Strażnicy nie chcą gasić zniczy przed Pałacem Prezydenckim. "To profanacja"
– Nie ma naszej zgody na uczestnictwo przy profanacji. A taką jest gaszenie nagrobnych zniczy, sprzątanie wieńców i usuwanie krzyży – napisał w liście do władz miasta, przewodniczący NSZZ "Solidarność '80" Straży Miejskiej Artur Jarecki.
2011-03-29, 04:00
O sprawie napisało "Życie Warszawy".
Związkowcy ze stołecznej straży miejskiej wezwali ratusz, by nie wysyłał funkcjonariuszy do sprzątania zniczy sprzed Pałacu Prezydenckiego.
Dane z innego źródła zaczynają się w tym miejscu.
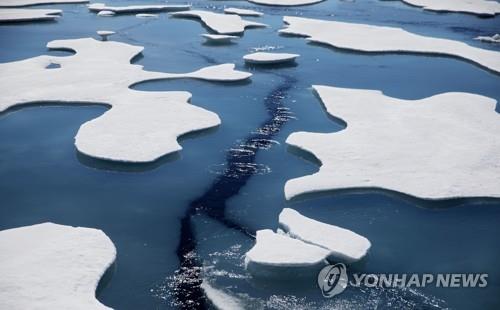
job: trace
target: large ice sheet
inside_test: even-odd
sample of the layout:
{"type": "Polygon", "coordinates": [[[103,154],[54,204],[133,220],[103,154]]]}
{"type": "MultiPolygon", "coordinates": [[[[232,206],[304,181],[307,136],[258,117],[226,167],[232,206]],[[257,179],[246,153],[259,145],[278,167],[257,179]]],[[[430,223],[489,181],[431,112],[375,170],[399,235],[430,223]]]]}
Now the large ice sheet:
{"type": "Polygon", "coordinates": [[[500,13],[500,3],[490,0],[402,0],[428,11],[469,13],[494,16],[500,13]]]}
{"type": "Polygon", "coordinates": [[[0,0],[0,7],[23,7],[39,4],[87,3],[89,0],[0,0]]]}
{"type": "Polygon", "coordinates": [[[0,308],[109,309],[95,291],[115,257],[98,229],[43,223],[0,231],[0,308]]]}
{"type": "Polygon", "coordinates": [[[305,36],[311,42],[360,52],[436,54],[463,58],[500,72],[500,53],[459,41],[413,34],[401,28],[372,26],[302,17],[284,17],[280,33],[305,36]]]}
{"type": "Polygon", "coordinates": [[[285,196],[385,188],[428,199],[500,197],[496,101],[468,93],[402,100],[376,90],[313,86],[335,133],[297,132],[287,143],[312,153],[319,172],[289,180],[285,196]]]}
{"type": "Polygon", "coordinates": [[[148,13],[148,12],[172,12],[185,11],[191,8],[189,4],[146,4],[128,6],[107,6],[105,3],[92,3],[88,6],[92,12],[111,11],[115,14],[148,13]]]}
{"type": "Polygon", "coordinates": [[[323,1],[325,0],[248,0],[248,2],[270,6],[302,6],[323,1]]]}
{"type": "Polygon", "coordinates": [[[0,23],[50,21],[61,14],[61,10],[0,9],[0,23]]]}

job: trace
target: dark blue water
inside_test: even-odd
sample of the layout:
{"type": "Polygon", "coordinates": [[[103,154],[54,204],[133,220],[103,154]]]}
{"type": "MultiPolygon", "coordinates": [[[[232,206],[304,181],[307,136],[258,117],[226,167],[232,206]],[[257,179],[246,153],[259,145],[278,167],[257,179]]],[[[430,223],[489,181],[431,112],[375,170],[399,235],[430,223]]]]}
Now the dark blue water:
{"type": "Polygon", "coordinates": [[[193,104],[222,119],[217,130],[183,139],[180,154],[151,165],[115,165],[76,152],[73,137],[79,126],[101,115],[105,107],[39,106],[1,114],[0,229],[44,221],[102,229],[115,243],[118,258],[98,298],[117,309],[188,307],[187,294],[194,294],[195,302],[203,305],[197,291],[202,277],[249,307],[500,306],[497,200],[429,203],[383,191],[343,192],[293,202],[285,202],[283,196],[286,180],[318,169],[315,163],[290,152],[286,137],[299,130],[342,128],[324,113],[311,92],[312,84],[380,89],[398,98],[465,91],[499,100],[499,76],[451,58],[347,53],[276,33],[282,26],[281,16],[297,15],[398,26],[500,50],[498,45],[472,40],[499,32],[498,17],[435,14],[399,1],[375,0],[328,0],[302,8],[233,1],[194,5],[216,10],[224,5],[256,8],[266,14],[256,20],[271,27],[248,30],[237,44],[209,46],[199,37],[206,30],[193,20],[165,14],[158,19],[133,15],[102,18],[88,13],[83,5],[41,6],[64,10],[63,18],[55,23],[0,26],[1,62],[48,53],[45,45],[53,39],[95,37],[96,30],[106,29],[118,32],[114,40],[145,46],[137,63],[147,70],[188,72],[233,62],[238,69],[254,73],[250,84],[179,80],[136,85],[149,91],[190,91],[193,104]],[[302,56],[297,66],[283,68],[243,64],[244,54],[265,46],[302,56]],[[257,144],[249,156],[235,151],[248,150],[259,135],[256,132],[262,134],[258,129],[279,113],[294,118],[274,124],[279,130],[265,133],[265,138],[277,143],[270,148],[257,144]],[[372,250],[354,271],[481,272],[490,274],[489,285],[486,289],[410,292],[350,288],[335,300],[324,300],[315,284],[255,283],[242,268],[242,255],[253,245],[249,235],[258,229],[276,228],[283,207],[367,236],[372,250]],[[183,259],[186,253],[192,254],[191,261],[183,259]],[[191,273],[183,273],[183,263],[191,273]],[[175,290],[179,287],[173,276],[179,274],[194,285],[175,290]]]}

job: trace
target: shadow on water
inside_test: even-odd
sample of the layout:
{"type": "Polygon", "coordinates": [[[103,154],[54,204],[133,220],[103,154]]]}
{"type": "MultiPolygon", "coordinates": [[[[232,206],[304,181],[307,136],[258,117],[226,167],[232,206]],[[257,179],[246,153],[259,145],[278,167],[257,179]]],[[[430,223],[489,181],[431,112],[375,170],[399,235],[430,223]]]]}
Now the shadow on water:
{"type": "Polygon", "coordinates": [[[102,290],[104,290],[106,288],[106,286],[108,286],[109,282],[111,281],[111,278],[113,278],[113,275],[116,272],[116,268],[117,268],[116,261],[114,261],[108,267],[108,269],[106,269],[106,271],[102,275],[101,279],[99,280],[99,283],[97,284],[97,288],[95,290],[96,296],[99,296],[101,294],[102,290]]]}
Protest otrzymały wszystkie kluby w Radzie Warszawy oraz prezydent miasta Hanna Gronkiewicz-Waltz.
Ratusz odpowiedział, że strażnicy niczego nie sprzątają, tylko pilnują porządku. – Większość z nas uważa za żenujące nawet samo asystowanie przy tych sprzątaniach – odpowiada Artur Jarecki.
Szefowa miejskiego Biura Bezpieczeństwa Ewa Gawor odpowiedziała związkowcom, że straż w każdym przypadku ma obowiązek przestrzegać porządku i jeśli ktoś poprosi o ochronę przy wypełnianiu zlecenia, jakim jest sprzątanie, to straż nie ma prawa odmówić.